Daily Market Color

Producer Price Inflation Overshadowed by Fed Minutes  

Rates fall, overcoming higher-than-expected PPI. Swap rates and Treasury yields fell across a flattening curve today, the 2-year yield falling ~1 bps to 4.30% and the 10-year yield falling ~5 bps to 3.90%. The market rallied despite September’s hot PPI figure of 0.4%, which was the first PPI increase in 3 months and greater than the forecast of 0.2%. Meanwhile, today’s release of Fed minutes showed a broad commitment among FOMC members to policy tightening, though several noted the importance of “calibrating” the pace of future hikes, and that the committee should remain cognizant of significant lags in economic data.  

CPI release looms. September’s Consumer Price Index is forecasted to increase by 0.2% MoM compared to the 0.1% increase observed in August.
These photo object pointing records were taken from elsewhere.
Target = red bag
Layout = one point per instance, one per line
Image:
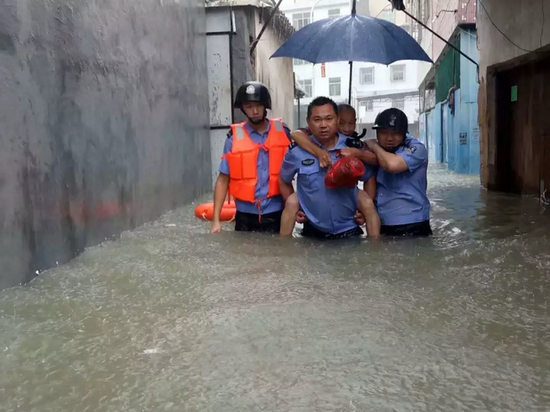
(345, 173)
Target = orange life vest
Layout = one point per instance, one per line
(243, 161)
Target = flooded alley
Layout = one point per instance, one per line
(171, 318)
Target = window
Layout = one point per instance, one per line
(299, 62)
(398, 73)
(366, 75)
(399, 103)
(334, 86)
(307, 86)
(300, 20)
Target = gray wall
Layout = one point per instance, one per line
(103, 122)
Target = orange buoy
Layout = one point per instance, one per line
(206, 211)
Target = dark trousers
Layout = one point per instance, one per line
(311, 231)
(250, 222)
(420, 229)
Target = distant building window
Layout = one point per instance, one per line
(300, 20)
(306, 84)
(399, 103)
(398, 73)
(366, 75)
(334, 86)
(299, 62)
(388, 15)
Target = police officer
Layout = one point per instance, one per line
(401, 200)
(252, 158)
(330, 213)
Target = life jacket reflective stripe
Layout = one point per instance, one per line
(243, 161)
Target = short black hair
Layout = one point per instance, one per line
(344, 107)
(321, 101)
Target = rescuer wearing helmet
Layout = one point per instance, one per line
(251, 162)
(402, 203)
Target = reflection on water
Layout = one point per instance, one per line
(170, 318)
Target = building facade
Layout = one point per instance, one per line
(374, 87)
(104, 123)
(449, 91)
(514, 45)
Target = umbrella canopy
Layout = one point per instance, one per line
(352, 38)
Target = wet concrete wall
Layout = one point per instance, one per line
(103, 122)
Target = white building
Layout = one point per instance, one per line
(375, 87)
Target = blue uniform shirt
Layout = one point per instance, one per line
(329, 210)
(401, 197)
(271, 205)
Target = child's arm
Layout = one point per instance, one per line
(366, 156)
(370, 187)
(305, 143)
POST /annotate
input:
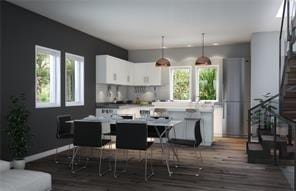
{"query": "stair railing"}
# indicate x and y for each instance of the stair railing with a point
(254, 108)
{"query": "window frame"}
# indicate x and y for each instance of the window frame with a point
(197, 97)
(79, 80)
(172, 68)
(55, 78)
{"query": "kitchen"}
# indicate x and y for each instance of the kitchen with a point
(141, 86)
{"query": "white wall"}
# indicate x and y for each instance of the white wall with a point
(264, 64)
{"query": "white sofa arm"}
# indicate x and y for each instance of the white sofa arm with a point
(4, 166)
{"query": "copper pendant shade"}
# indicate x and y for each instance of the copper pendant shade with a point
(162, 62)
(203, 60)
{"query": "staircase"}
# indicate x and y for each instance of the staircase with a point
(272, 123)
(288, 90)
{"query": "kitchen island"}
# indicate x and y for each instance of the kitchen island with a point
(176, 111)
(185, 130)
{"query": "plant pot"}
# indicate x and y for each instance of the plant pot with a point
(19, 164)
Core CPI is also expected to increase MoM by 0.4%, a slight downtick from last month’s hot 0.6% level. Consumer price inflation remains one of the most important economic data releases as markets continue to try to measure the effectiveness of the Federal Reserve’s rapid policy tightening.

Day ahead. The latest CPI data release will be published at 8:30 AM ET, which will highlight the day. Initial jobless claims for the week that ended October 8th will also be released at 8:30 AM ET.